— Теперь я верю, — рукою потянулся. — Да что там, на гайтане?
— Вещица заказная, суть, оберег от смерти.
— Пожертвуй мне! Тогда впущу.
— Да полно, дед! На что тебе?.. Вот перстень с изумрудом. На-ка, возьми!
— Не-ет, перстень мне не нужен. Грош цена. Дай мне вещицу! Дай ладанку свою! Ей-ей, впущу. А то убогих кликну! Эй!..
— Постой, старик!.. Она мне жизнь хранила… Разбита пулями не раз…
Верижник засмеялся, затряс цепями, и будто эхом заблажила смола людская.
— Ты умереть хотел, единый раз взглянув? Взгляни и умирай! Ты князь, и твое слово твердо! Или сбрехал?
— Добро, возьми, — снял с выи обережный знак. — Она мне ни к чему.
Заполучив вещицу, старик нырнул в толпу и растворился в ней. И лишь от смеха, будто бы от камня, пошли круги…
— Ворота? — князь заметался, — Ворота отопри! Ведь был же уговор! Кто мне откроет?! Иль в сей час сломаю!
Текучая смола взбурлила, выбрасывая дым и брызги, вскипела адским хохотом:
— А здесь не заперто! Ха-ха-ха! Здесь всегда открыто!!

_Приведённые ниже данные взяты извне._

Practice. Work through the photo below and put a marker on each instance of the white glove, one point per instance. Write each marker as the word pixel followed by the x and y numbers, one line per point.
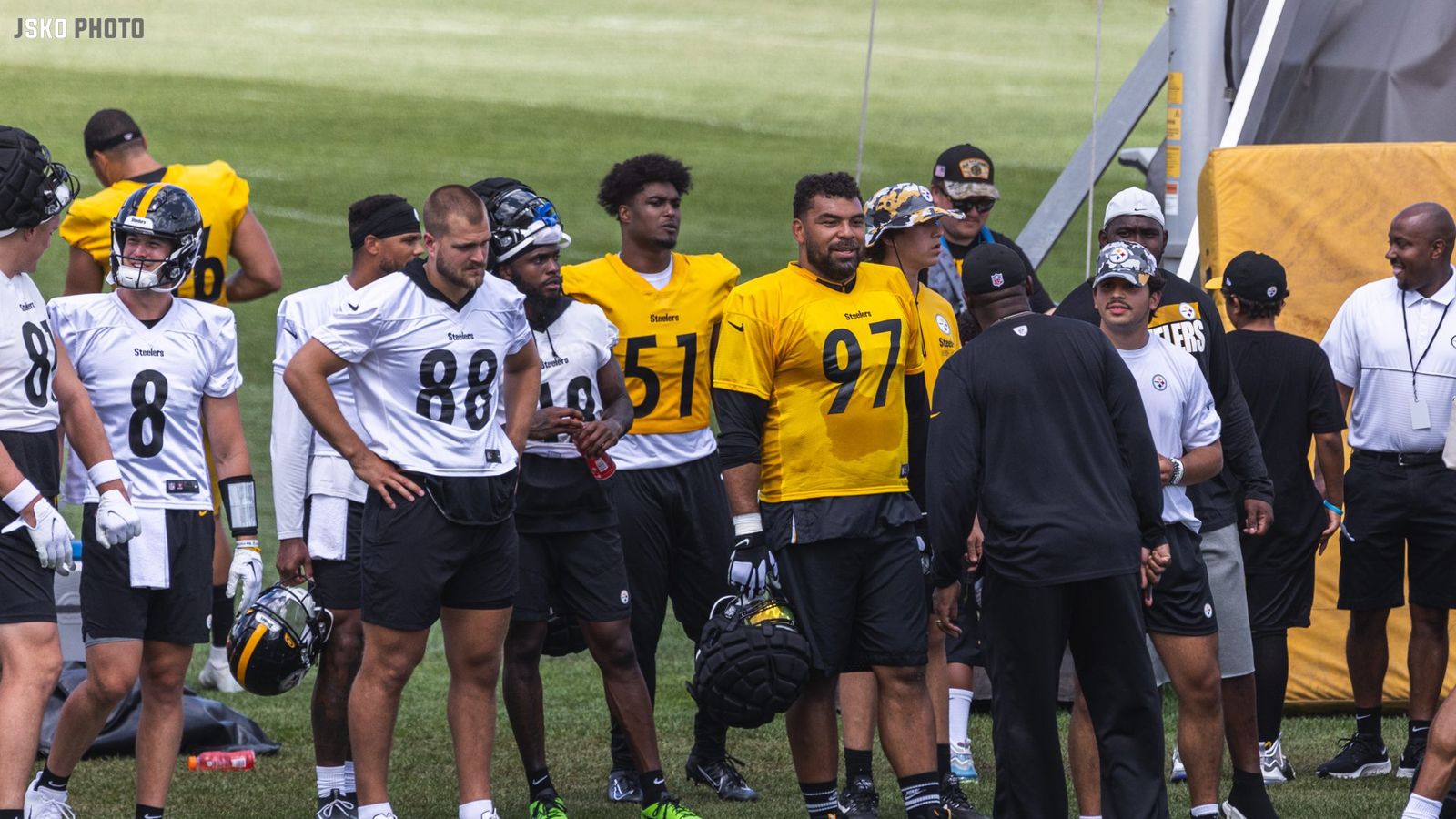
pixel 116 521
pixel 50 535
pixel 247 571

Дубовые ворота распахнулись, и он вбежал во двор, оттуда — в терем. Служанки сонные по сторонам и к стенкам.
— Свят-свят…
Встал перед опочивальней, собрался с духом и двери распахнул. Скорбящая молилась и, вздрогнув, замерла.
— Кто смел войти ко мне? Кто заявился? Я всех прогнать велела!
Князь у двери стоял и молча любовался. Она вздохнула и к образам.
— В молитвах пред Тобою и в веригах, я, суть, избавилась от искуса. Но образ князя, подобно Князю Тьмы, является ко мне в который раз. И будто предо мной стоит… Избавь же от видений, Господи!.. Иль князя нет в живых, коль дух его являться стал? Ужели схоронили не отпетого?.. О, Боже Правый! Покарай меня! Но ладу моего спаси! Коль жив еще…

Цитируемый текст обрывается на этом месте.